Search code examples
sasintervalscollate

SAS Collating/summarizing observations over a time interval


I have a set of trading data that has observations in milliseconds but infrequent. To make it a reasonable timeseries I created a macro to build a grid (one observation per second). Now I want my dataset to fit into the grid (summing up the volumes that happened in that second and using the last quote/trade price. I am very thankful for any ideas. See code below.

Best

%macro makeGrid;
    proc sort data=data.inputdataset; by id date milliseconds descending type order; run;    
    options nomprint;
    data data.outputgrid (keep=id date miliseconds type order); 
    set data.inputdataset; 
    by id date; 
        if first.date;
        Type="grid"; Order=0;
        %do i=((9*60*60)+(10*60)) %to ((16*60*60)+(50*60)); 
            milliseconds=&i; output; 
        %end;
    run;
    options mprint;
%mend makeGrid;

A very desperate try was this:

data data.merged;
merge data.outputgrid data.inputdataset;
by id date milliseconds;
if first.id then do;
if milliseconds collate = sum(volume)
run;

Grid:

ID date time price volume
ABC 01/01/15 0801000 
ABC 01/01/15 0802000 
ABC 01/01/15 0803000 
ABC 01/01/15 0804000

Data example:

ID date time price volume
ABC 01/01/15 0800004 1,55 100
ABC 01/01/15 0800110 1,56 200
ABC 01/01/15 0800152 1,52 300
ABC 01/01/15 0800210 1,51 400
ABC 01/01/15 0800352 1,50 200
ABC 01/01/15 0800384 1,51 400

Output:

ID date time price volume
ABC 01/01/15 0801000 1,55 100
ABC 01/01/15 0802000 1,52 500
ABC 01/01/15 0803000 1,51 400
ABC 01/01/15 0804000 1,51 600

If there is no trade in that second, volume should be 0 and price the last second's price.

EDIT:

so, thanks to Chris I made the Grid without Macro, but the proc SQL is not working as I want.

data grid1;
do seconds = '09:10't to '16:50't ;
    output ;
  end ;
/*  id=.;*/
/*  date=.;*/
/*  format ric $12. ;*/
/*  format Date best12. ;*/
run;

 proc sql ;
  create table want as
  select a.id, a.date, a.miliseconds, sum(a.volume) as Volume
  from have a
     left join
       grid1 b  on a.id = b.id
                    and a.date = b.date
                    and a.miliseconds = floor(b.seconds)
  group by a.id, a.date, a.miliseconds ;
quit;
run;

So, id and date couldn't be found, so I created them in the data step.
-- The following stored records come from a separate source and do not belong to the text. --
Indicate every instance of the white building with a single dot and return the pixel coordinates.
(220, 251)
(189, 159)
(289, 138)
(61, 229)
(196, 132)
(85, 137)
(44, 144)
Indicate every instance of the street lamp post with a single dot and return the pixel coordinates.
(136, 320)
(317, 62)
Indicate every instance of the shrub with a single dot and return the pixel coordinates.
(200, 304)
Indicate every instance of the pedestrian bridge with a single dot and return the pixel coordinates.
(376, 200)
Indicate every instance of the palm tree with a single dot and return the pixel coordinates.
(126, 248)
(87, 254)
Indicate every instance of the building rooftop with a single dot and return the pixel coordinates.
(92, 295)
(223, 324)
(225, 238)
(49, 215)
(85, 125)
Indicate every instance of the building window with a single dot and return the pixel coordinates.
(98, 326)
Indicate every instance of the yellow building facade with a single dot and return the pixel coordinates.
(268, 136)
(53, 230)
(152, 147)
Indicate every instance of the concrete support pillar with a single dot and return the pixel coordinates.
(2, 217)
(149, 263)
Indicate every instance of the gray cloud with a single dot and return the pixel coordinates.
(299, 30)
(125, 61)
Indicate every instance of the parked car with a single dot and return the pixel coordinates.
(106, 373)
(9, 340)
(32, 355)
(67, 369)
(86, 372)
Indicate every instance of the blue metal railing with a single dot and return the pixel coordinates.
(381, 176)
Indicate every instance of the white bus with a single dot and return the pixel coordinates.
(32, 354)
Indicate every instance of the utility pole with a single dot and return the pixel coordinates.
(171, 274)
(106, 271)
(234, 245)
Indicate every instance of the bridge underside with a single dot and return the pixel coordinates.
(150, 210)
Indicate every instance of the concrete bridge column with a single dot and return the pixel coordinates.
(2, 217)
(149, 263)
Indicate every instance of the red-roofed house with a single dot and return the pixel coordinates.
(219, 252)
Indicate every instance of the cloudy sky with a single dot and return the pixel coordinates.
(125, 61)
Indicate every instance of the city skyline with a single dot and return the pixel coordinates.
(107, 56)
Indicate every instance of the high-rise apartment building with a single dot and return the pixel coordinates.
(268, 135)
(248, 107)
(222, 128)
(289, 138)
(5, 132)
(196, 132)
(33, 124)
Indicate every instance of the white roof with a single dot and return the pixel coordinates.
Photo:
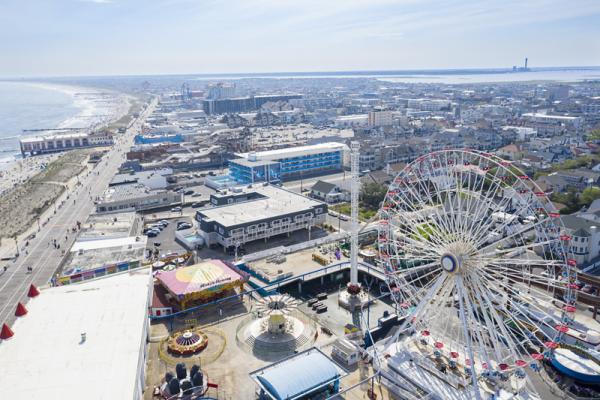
(35, 139)
(297, 151)
(560, 117)
(278, 203)
(106, 243)
(46, 359)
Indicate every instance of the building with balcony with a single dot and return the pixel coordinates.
(258, 213)
(64, 141)
(288, 163)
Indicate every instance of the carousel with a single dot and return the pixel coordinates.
(187, 342)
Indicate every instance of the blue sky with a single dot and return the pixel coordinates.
(98, 37)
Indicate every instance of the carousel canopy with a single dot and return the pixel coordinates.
(206, 275)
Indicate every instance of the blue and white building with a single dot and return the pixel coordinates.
(288, 163)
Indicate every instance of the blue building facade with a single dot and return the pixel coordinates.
(287, 164)
(147, 139)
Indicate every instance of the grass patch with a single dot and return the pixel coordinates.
(22, 205)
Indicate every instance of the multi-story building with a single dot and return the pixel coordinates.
(380, 118)
(585, 238)
(352, 121)
(135, 197)
(429, 104)
(259, 213)
(221, 90)
(243, 104)
(549, 125)
(288, 163)
(66, 141)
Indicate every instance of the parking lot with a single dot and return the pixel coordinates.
(166, 237)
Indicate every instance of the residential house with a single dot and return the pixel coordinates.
(585, 238)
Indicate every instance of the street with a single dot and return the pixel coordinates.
(77, 205)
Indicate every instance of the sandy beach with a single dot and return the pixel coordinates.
(18, 172)
(97, 109)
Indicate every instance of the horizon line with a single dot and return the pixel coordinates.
(325, 73)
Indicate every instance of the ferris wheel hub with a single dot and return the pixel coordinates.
(451, 263)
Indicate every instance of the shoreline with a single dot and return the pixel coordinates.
(90, 114)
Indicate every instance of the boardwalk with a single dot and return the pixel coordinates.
(42, 256)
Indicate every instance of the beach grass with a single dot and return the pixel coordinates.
(22, 205)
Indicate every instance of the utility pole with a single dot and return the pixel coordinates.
(354, 191)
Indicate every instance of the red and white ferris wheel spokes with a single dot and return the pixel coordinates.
(465, 238)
But then id isn't the same format, which I tried to fix but failed. It seems I have an error when merging the have dataset to the want by matching the miliseconds between the seconds gridlines. What am I missing? Always thankful for input! Best


Solution

  • First of all, thank you all for the answers. I figured how to do it. There might be an easier way but for me, this now is sufficient:

    data data.test;
    set data.taq;
    next_full_sec = int((miliseconds-1) / 1000) + 1;
    run;
    
    data data.grid;
    do seconds = 1 to 86400;
      output;
    end;
    run;
    
    proc summary data=data.test;
    by ric date time next_full_sec;
    var volume;
    output out=data.int (drop=_type_) sum=;
    run;
    
    proc sort data=data.test (keep=ric date) out=data.id_date nodupkey;
    by ric date time;
    run;
    
    proc sql;
    create table data.testseconds as
    select ric, date, time, seconds
    from data.id_date, data.grid
    order by ric, date, time, seconds
    ;
    quit;
    
    data data.testout;
    merge
      data.testseconds (in=a rename=(fullseconds=next_full_sec))
      data.int (in=b)
    ;
    by ric date time next_full_sec;
    if a;
    if not b
    then do;
      _freq_ = 0;
      volume = 0;
    end;
    run;
    
    proc print noobs;
    run;